我正在尝试使用PowerShell将Word Docx批量转换为PDF - 使用此站点上的脚本: http://blogs.technet.com/b/heyscriptingguy/archive/2013/03/24/weekend-scripter-convert-word-documents-to-pdf-files-with-powershell.aspx

# Acquire a list of DOCX files in a folder
$Files=GET-CHILDITEM "C:\docx2pdf\*.DOCX"
$Word=NEW-OBJECT –COMOBJECT WORD.APPLICATION

Foreach ($File in $Files) {
    # open a Word document, filename from the directory
    $Doc=$Word.Documents.Open($File.fullname)

    # Swap out DOCX with PDF in the Filename
    $Name=($Doc.Fullname).replace("docx","pdf")

    # Save this File as a PDF in Word 2010/2013
    $Doc.saveas([ref] $Name, [ref] 17)  
    $Doc.close()
}

我继续收到此错误,无法找出原因:

PS C:\docx2pdf> .\docx2pdf.ps1
Exception calling "SaveAs" with "16" argument(s): "Command failed"
At C:\docx2pdf\docx2pdf.ps1:13 char:13
+     $Doc.saveas <<<< ([ref] $Name, [ref] 17)
    + CategoryInfo          : NotSpecified: (:) [], MethodInvocationException
    + FullyQualifiedErrorId : DotNetMethodException

有什么想法吗?

另外 - 我如何更改它以转换doc(而不是docX)文件,以及使用本地文件(与脚本位置位于同一位置的文件)?

抱歉 - 从未完成过PowerShell脚本...

4 个答案:

答案 0 :(得分:49)

这适用于doc和docx文件。

$documents_path = 'c:\doc2pdf'

$word_app = New-Object -ComObject Word.Application

# This filter will find .doc as well as .docx documents
Get-ChildItem -Path $documents_path -Filter *.doc? | ForEach-Object {

    $document = $word_app.Documents.Open($_.FullName)

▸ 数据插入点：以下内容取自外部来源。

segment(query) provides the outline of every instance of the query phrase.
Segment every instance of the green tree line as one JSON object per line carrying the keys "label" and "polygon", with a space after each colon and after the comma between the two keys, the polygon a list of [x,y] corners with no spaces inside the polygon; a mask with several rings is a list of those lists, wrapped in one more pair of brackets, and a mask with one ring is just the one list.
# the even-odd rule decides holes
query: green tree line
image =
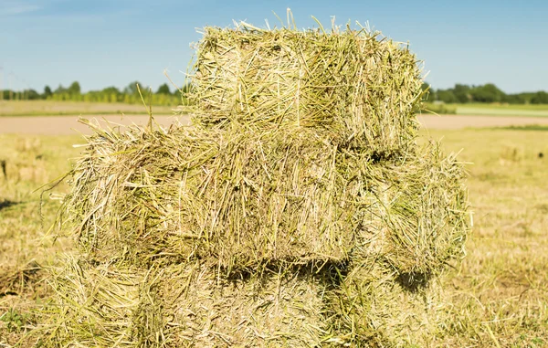
{"label": "green tree line", "polygon": [[[423,84],[423,90],[428,90],[427,83]],[[447,90],[429,88],[427,101],[442,101],[445,103],[508,103],[508,104],[548,104],[548,93],[522,92],[506,94],[492,83],[480,86],[456,84]]]}
{"label": "green tree line", "polygon": [[[178,105],[182,100],[181,91],[177,89],[172,92],[167,83],[163,84],[157,90],[151,91],[143,87],[138,81],[130,83],[123,90],[119,90],[116,87],[107,87],[100,90],[90,90],[82,93],[80,85],[78,81],[74,81],[68,87],[59,85],[56,90],[52,90],[49,86],[45,86],[44,90],[40,93],[35,90],[5,90],[0,93],[3,100],[58,100],[58,101],[89,101],[89,102],[123,102],[128,104],[142,103],[141,94],[145,102],[150,101],[153,105]],[[188,86],[182,89],[186,91]]]}

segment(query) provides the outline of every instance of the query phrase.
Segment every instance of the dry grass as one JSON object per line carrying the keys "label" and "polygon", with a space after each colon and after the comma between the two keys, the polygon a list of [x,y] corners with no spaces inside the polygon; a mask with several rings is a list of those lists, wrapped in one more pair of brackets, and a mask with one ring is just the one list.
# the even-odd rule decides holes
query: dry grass
{"label": "dry grass", "polygon": [[195,124],[312,127],[382,154],[412,146],[422,79],[406,46],[366,28],[204,31],[188,95]]}
{"label": "dry grass", "polygon": [[[474,206],[475,228],[467,242],[468,256],[456,270],[444,278],[440,284],[445,290],[443,293],[433,292],[433,296],[441,296],[440,308],[423,310],[435,311],[444,319],[443,324],[427,331],[431,334],[420,346],[545,346],[548,343],[548,258],[544,250],[548,243],[545,233],[548,194],[544,190],[548,166],[546,132],[466,130],[431,132],[431,135],[444,135],[444,147],[448,151],[464,148],[460,159],[474,163],[469,167],[468,186]],[[47,177],[38,178],[41,183],[68,169],[66,159],[78,152],[70,149],[69,144],[77,142],[80,141],[74,137],[1,136],[0,158],[10,162],[20,158],[17,165],[21,168],[44,166]],[[27,153],[25,149],[28,148],[26,143],[39,144],[35,146],[36,150],[29,150],[35,155],[24,163],[22,160]],[[543,159],[538,157],[541,152]],[[42,153],[47,154],[44,163],[33,162]],[[10,172],[17,173],[13,165],[16,169]],[[18,269],[23,273],[15,278],[29,281],[24,288],[21,281],[16,282],[14,294],[0,295],[0,343],[7,346],[16,342],[26,326],[35,322],[29,308],[36,303],[35,299],[43,296],[36,280],[25,277],[24,270],[33,259],[40,265],[47,264],[47,260],[54,258],[55,251],[66,246],[41,243],[43,230],[39,227],[37,196],[31,195],[28,201],[23,199],[39,184],[31,175],[23,175],[22,179],[18,176],[8,177],[6,185],[0,174],[0,202],[5,202],[0,209],[0,255],[2,265],[8,266],[3,269],[2,279]],[[5,203],[21,200],[27,203],[12,206]],[[50,201],[45,204],[46,221],[52,221],[58,206]],[[5,284],[12,283],[3,282]],[[405,302],[409,303],[413,302]],[[406,316],[405,311],[395,310],[392,313]],[[29,346],[34,346],[33,343],[31,340]]]}

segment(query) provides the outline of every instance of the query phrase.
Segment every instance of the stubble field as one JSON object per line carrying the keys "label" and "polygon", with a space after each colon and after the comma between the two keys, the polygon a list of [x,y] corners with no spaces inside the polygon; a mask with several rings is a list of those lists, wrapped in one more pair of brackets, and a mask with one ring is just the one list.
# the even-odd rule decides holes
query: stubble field
{"label": "stubble field", "polygon": [[[468,255],[442,280],[444,324],[429,346],[546,346],[548,128],[423,133],[443,138],[447,152],[462,149],[474,211]],[[35,190],[68,171],[80,151],[71,145],[82,142],[78,135],[0,133],[0,347],[36,324],[32,308],[48,294],[44,268],[71,250],[69,238],[47,232],[59,206],[51,198],[68,186],[42,197]]]}

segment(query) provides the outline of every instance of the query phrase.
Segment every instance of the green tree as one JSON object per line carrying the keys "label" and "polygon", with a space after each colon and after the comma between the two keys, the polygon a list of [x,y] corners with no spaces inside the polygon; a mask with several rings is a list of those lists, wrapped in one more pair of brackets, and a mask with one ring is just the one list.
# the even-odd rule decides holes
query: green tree
{"label": "green tree", "polygon": [[63,87],[63,85],[59,85],[59,87],[58,87],[55,90],[55,94],[64,94],[67,93],[67,89]]}
{"label": "green tree", "polygon": [[44,93],[42,94],[42,98],[47,99],[47,98],[51,97],[52,94],[53,94],[53,92],[51,91],[51,88],[49,88],[49,86],[46,85],[44,87]]}
{"label": "green tree", "polygon": [[79,83],[78,81],[72,82],[67,91],[70,95],[79,95],[81,93]]}
{"label": "green tree", "polygon": [[446,103],[455,103],[458,102],[458,100],[455,97],[453,93],[453,90],[437,90],[436,91],[436,97],[437,100],[446,102]]}
{"label": "green tree", "polygon": [[142,92],[142,84],[139,81],[133,81],[130,83],[125,89],[123,89],[123,93],[130,95],[139,95],[139,91],[137,90],[137,85],[139,85],[139,88]]}

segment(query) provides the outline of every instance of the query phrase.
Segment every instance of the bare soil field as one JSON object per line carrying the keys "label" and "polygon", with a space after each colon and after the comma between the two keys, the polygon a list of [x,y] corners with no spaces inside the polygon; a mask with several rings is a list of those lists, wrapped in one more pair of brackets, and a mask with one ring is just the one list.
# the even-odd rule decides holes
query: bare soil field
{"label": "bare soil field", "polygon": [[[0,117],[0,133],[70,135],[90,133],[88,126],[78,121],[79,115]],[[87,119],[106,120],[113,125],[146,124],[146,115],[86,115]],[[189,116],[155,116],[156,122],[168,127],[174,122],[188,124]],[[491,128],[524,125],[548,125],[548,118],[495,117],[495,116],[419,116],[419,121],[427,130],[458,130],[465,128]]]}
{"label": "bare soil field", "polygon": [[[171,114],[173,108],[153,106],[155,114]],[[79,114],[120,114],[146,113],[142,104],[86,102],[86,101],[51,101],[51,100],[0,100],[0,116],[41,116],[41,115],[79,115]]]}

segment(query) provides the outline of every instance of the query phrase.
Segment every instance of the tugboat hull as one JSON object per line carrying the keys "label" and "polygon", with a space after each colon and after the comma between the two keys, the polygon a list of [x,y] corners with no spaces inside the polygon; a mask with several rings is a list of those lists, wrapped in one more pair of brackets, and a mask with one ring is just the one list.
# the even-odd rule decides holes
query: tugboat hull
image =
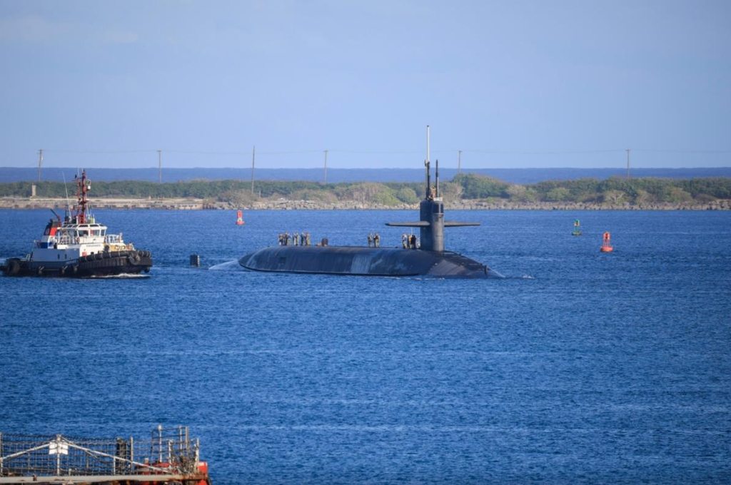
{"label": "tugboat hull", "polygon": [[152,267],[150,251],[132,250],[105,251],[68,261],[45,261],[10,258],[1,270],[7,276],[92,278],[148,272]]}

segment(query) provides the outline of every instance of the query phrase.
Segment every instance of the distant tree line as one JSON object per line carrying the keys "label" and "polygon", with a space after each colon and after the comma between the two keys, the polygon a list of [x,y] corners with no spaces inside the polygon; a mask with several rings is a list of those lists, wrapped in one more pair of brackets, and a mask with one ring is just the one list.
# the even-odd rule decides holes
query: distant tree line
{"label": "distant tree line", "polygon": [[[60,182],[0,183],[0,196],[27,197],[36,185],[38,196],[76,199],[76,186]],[[67,191],[68,191],[68,192]],[[731,178],[582,178],[518,185],[475,174],[461,174],[439,186],[447,202],[459,199],[505,200],[516,202],[586,202],[640,205],[654,202],[709,202],[731,199]],[[425,194],[423,183],[340,183],[197,180],[175,183],[140,180],[92,182],[91,196],[119,199],[203,199],[245,204],[286,198],[321,202],[355,201],[384,205],[416,204]]]}

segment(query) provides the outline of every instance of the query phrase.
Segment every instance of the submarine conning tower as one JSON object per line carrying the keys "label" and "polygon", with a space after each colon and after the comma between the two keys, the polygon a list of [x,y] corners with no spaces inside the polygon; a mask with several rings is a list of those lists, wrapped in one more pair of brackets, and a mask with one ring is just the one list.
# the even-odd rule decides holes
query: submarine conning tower
{"label": "submarine conning tower", "polygon": [[419,221],[414,222],[388,222],[387,226],[403,227],[418,227],[420,229],[420,249],[424,251],[444,252],[444,227],[461,227],[479,226],[479,222],[456,222],[444,221],[444,203],[439,196],[439,161],[436,163],[434,186],[431,185],[431,174],[429,162],[429,126],[426,127],[426,194],[424,200],[419,205]]}

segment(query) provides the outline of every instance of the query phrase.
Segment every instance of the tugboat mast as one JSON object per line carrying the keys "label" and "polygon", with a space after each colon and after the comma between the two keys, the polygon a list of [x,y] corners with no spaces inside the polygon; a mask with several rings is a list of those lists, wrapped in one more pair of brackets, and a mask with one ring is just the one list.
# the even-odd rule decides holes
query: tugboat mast
{"label": "tugboat mast", "polygon": [[91,180],[86,178],[86,169],[81,172],[81,178],[78,175],[76,179],[76,198],[78,200],[78,205],[76,208],[76,214],[74,220],[77,224],[86,224],[86,204],[88,200],[86,199],[86,193],[91,189]]}

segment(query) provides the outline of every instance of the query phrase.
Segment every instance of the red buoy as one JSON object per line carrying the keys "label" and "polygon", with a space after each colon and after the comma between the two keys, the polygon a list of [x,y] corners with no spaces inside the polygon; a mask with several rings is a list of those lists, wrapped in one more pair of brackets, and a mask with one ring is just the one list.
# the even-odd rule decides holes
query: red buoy
{"label": "red buoy", "polygon": [[610,234],[608,232],[604,233],[604,242],[602,243],[602,248],[599,250],[602,253],[611,253],[613,248],[612,248],[612,242],[610,240]]}

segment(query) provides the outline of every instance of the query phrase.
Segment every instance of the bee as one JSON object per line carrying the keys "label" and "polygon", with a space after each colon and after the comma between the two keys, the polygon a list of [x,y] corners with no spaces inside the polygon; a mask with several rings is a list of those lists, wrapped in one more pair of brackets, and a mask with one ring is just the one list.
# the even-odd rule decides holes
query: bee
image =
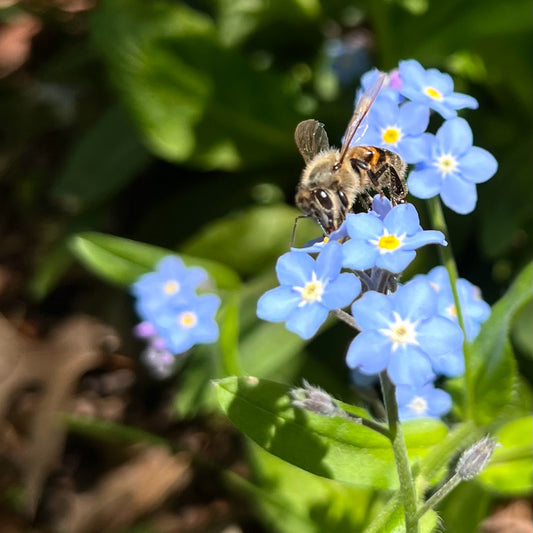
{"label": "bee", "polygon": [[398,154],[376,146],[353,146],[364,134],[366,128],[361,125],[385,78],[381,74],[359,99],[340,150],[329,146],[324,124],[317,120],[300,122],[294,132],[306,163],[295,203],[325,235],[342,224],[357,199],[367,207],[371,205],[369,189],[383,194],[387,188],[393,205],[401,203],[407,194],[406,164]]}

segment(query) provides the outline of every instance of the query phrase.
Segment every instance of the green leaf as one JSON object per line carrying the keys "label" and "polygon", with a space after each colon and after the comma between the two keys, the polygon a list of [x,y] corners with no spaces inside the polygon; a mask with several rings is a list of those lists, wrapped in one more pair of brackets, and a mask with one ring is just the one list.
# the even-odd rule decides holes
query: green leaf
{"label": "green leaf", "polygon": [[472,344],[471,398],[479,425],[494,421],[511,401],[516,380],[516,362],[509,342],[511,320],[533,297],[533,264],[516,278],[505,296],[492,308]]}
{"label": "green leaf", "polygon": [[105,0],[92,29],[158,156],[235,169],[293,152],[294,86],[224,48],[211,17],[182,2]]}
{"label": "green leaf", "polygon": [[[291,407],[290,387],[257,378],[215,382],[228,418],[248,437],[281,459],[308,472],[361,487],[398,486],[390,442],[380,433],[351,420],[323,417]],[[442,424],[445,433],[445,426]],[[442,438],[410,436],[413,457]],[[436,440],[435,440],[436,439]]]}
{"label": "green leaf", "polygon": [[85,209],[124,187],[149,162],[133,124],[111,108],[69,152],[51,194],[69,209]]}
{"label": "green leaf", "polygon": [[[214,259],[243,275],[257,274],[289,251],[295,218],[287,205],[253,207],[205,227],[183,246],[186,254]],[[316,224],[298,225],[298,242],[319,236]]]}
{"label": "green leaf", "polygon": [[103,233],[80,233],[72,238],[70,248],[89,270],[122,286],[131,285],[142,274],[154,270],[160,259],[171,254],[178,255],[186,265],[204,268],[219,289],[232,290],[240,285],[233,270],[215,261]]}
{"label": "green leaf", "polygon": [[506,495],[531,494],[533,488],[533,419],[513,420],[494,437],[501,444],[489,466],[477,478],[491,491]]}

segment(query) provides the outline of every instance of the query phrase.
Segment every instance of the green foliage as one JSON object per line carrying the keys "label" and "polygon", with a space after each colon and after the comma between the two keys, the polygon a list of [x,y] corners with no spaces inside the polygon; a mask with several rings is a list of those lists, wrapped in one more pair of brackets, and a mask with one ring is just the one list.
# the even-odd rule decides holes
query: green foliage
{"label": "green foliage", "polygon": [[[339,417],[302,413],[291,407],[289,387],[257,378],[216,382],[229,419],[270,453],[311,473],[361,487],[397,487],[386,437]],[[406,425],[410,455],[421,457],[446,434],[437,420]]]}

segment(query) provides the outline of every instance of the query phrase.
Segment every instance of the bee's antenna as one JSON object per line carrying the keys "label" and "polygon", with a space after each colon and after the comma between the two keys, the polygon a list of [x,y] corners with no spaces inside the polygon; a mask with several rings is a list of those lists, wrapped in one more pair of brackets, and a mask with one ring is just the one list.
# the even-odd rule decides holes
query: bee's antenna
{"label": "bee's antenna", "polygon": [[[291,235],[291,248],[294,246],[294,238],[296,237],[296,225],[298,224],[298,220],[301,218],[312,218],[311,215],[299,215],[294,219],[294,226],[292,227],[292,235]],[[322,230],[322,233],[324,234],[324,237],[328,236],[328,232],[324,228],[324,226],[321,224],[319,220],[315,220],[315,222],[320,226],[320,229]]]}
{"label": "bee's antenna", "polygon": [[298,224],[298,220],[301,218],[310,218],[311,215],[299,215],[294,219],[294,226],[292,227],[292,235],[291,235],[291,245],[290,248],[294,246],[294,238],[296,237],[296,225]]}

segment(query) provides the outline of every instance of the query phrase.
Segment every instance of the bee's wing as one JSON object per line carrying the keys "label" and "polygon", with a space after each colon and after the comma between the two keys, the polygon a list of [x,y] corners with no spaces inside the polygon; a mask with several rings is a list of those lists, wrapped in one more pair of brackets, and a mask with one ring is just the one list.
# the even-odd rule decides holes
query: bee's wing
{"label": "bee's wing", "polygon": [[329,148],[328,134],[324,124],[314,119],[304,120],[296,126],[294,140],[306,163],[309,163],[322,150]]}
{"label": "bee's wing", "polygon": [[[361,96],[361,98],[359,98],[359,102],[357,102],[355,111],[353,112],[352,118],[350,119],[350,123],[348,124],[348,127],[346,128],[346,133],[344,134],[344,141],[342,143],[340,156],[339,156],[339,160],[337,161],[337,165],[340,165],[342,163],[344,156],[346,155],[346,152],[348,151],[348,148],[350,148],[350,144],[352,143],[355,137],[355,133],[357,132],[364,118],[368,114],[368,111],[370,110],[370,107],[374,103],[374,100],[376,99],[379,91],[381,90],[381,87],[383,86],[383,82],[385,81],[386,78],[387,78],[386,74],[381,74],[379,78]],[[364,133],[364,130],[361,133]],[[359,138],[360,137],[361,136],[359,136]]]}

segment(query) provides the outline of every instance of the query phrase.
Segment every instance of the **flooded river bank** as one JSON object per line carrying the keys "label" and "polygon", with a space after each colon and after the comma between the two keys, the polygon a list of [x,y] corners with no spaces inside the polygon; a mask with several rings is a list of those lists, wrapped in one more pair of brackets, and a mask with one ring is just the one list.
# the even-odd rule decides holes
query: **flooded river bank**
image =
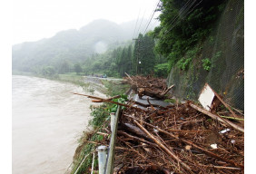
{"label": "flooded river bank", "polygon": [[[13,173],[64,173],[87,129],[91,101],[79,86],[12,77]],[[96,93],[97,96],[103,94]]]}

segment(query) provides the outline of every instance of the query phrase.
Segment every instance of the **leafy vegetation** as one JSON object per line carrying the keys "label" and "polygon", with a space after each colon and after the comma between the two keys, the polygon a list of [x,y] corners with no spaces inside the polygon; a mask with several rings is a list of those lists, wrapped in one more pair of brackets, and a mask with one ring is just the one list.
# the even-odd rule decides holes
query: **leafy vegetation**
{"label": "leafy vegetation", "polygon": [[[161,24],[153,34],[157,40],[156,52],[168,59],[171,68],[177,63],[181,70],[187,70],[194,55],[200,52],[201,49],[195,49],[194,45],[203,42],[212,32],[225,1],[196,2],[193,10],[188,10],[187,2],[161,0],[158,9]],[[213,38],[210,40],[212,42]]]}
{"label": "leafy vegetation", "polygon": [[211,66],[212,66],[211,61],[208,58],[206,58],[206,59],[202,59],[202,63],[203,69],[206,71],[210,71]]}

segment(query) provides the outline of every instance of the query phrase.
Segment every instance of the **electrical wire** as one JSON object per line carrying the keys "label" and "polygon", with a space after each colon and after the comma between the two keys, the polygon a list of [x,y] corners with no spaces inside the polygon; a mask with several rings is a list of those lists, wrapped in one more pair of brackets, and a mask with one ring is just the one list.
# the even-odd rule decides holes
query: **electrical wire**
{"label": "electrical wire", "polygon": [[[167,28],[169,28],[170,26],[174,26],[178,24],[178,22],[176,22],[176,20],[178,20],[179,15],[183,14],[182,13],[186,13],[187,11],[189,11],[189,9],[193,5],[193,4],[196,2],[196,0],[194,0],[193,2],[192,2],[190,4],[192,0],[189,0],[179,11],[179,13],[174,16],[174,19],[171,22],[171,24],[169,24],[169,26]],[[189,5],[190,4],[190,5]],[[187,7],[188,5],[190,5],[189,7]],[[172,29],[173,27],[172,27]],[[168,32],[170,32],[169,30],[164,32],[164,34],[167,34]]]}
{"label": "electrical wire", "polygon": [[137,17],[135,28],[134,28],[133,34],[133,38],[134,37],[135,30],[136,30],[136,28],[137,28],[137,24],[138,24],[138,21],[139,21],[140,14],[141,14],[141,9],[140,9],[140,11],[139,11],[139,14],[138,14],[138,17]]}
{"label": "electrical wire", "polygon": [[147,31],[147,29],[148,29],[148,26],[149,26],[149,24],[150,24],[150,23],[151,23],[151,21],[152,21],[152,19],[153,19],[153,14],[154,14],[155,12],[156,12],[156,9],[157,9],[159,4],[160,4],[160,0],[158,1],[157,5],[156,5],[156,6],[155,6],[155,9],[153,10],[153,14],[152,14],[152,16],[151,16],[151,19],[150,19],[150,21],[149,21],[147,26],[146,26],[146,29],[145,29],[145,31],[144,31],[144,33],[143,33],[143,35],[145,34],[145,33],[146,33],[146,31]]}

    $pdf_filename = "$($_.DirectoryName)\$($_.BaseName).pdf"

    $document.SaveAs([ref] $pdf_filename, [ref] 17)

    $document.Close()
}

$word_app.Quit()

答案 1 :(得分:3)

这对我有用(Word 2007):

$wdFormatPDF = 17
$word = New-Object -ComObject Word.Application
$word.visible = $false

$folderpath = Split-Path -parent $MyInvocation.MyCommand.Path

Get-ChildItem -path $folderpath -recurse -include "*.doc" | % {
    $path =  ($_.fullname).substring(0,($_.FullName).lastindexOf("."))
    $doc = $word.documents.open($_.fullname)
    $doc.saveas($path, $wdFormatPDF) 
    $doc.close()
}

$word.Quit()

答案 2 :(得分:3)

上面的答案对我来说都不尽如人意,因为我正在做一个批处理工作,以这种方式转换大约70,000个单词文档。事实证明,反复这样做最终导致Word崩溃,可能是由于内存问题(错误是一些COMException,我不知道如何解析)。所以,我要让它继续下去就是每100个文档(任意选择的数字)杀死并重新启动单词。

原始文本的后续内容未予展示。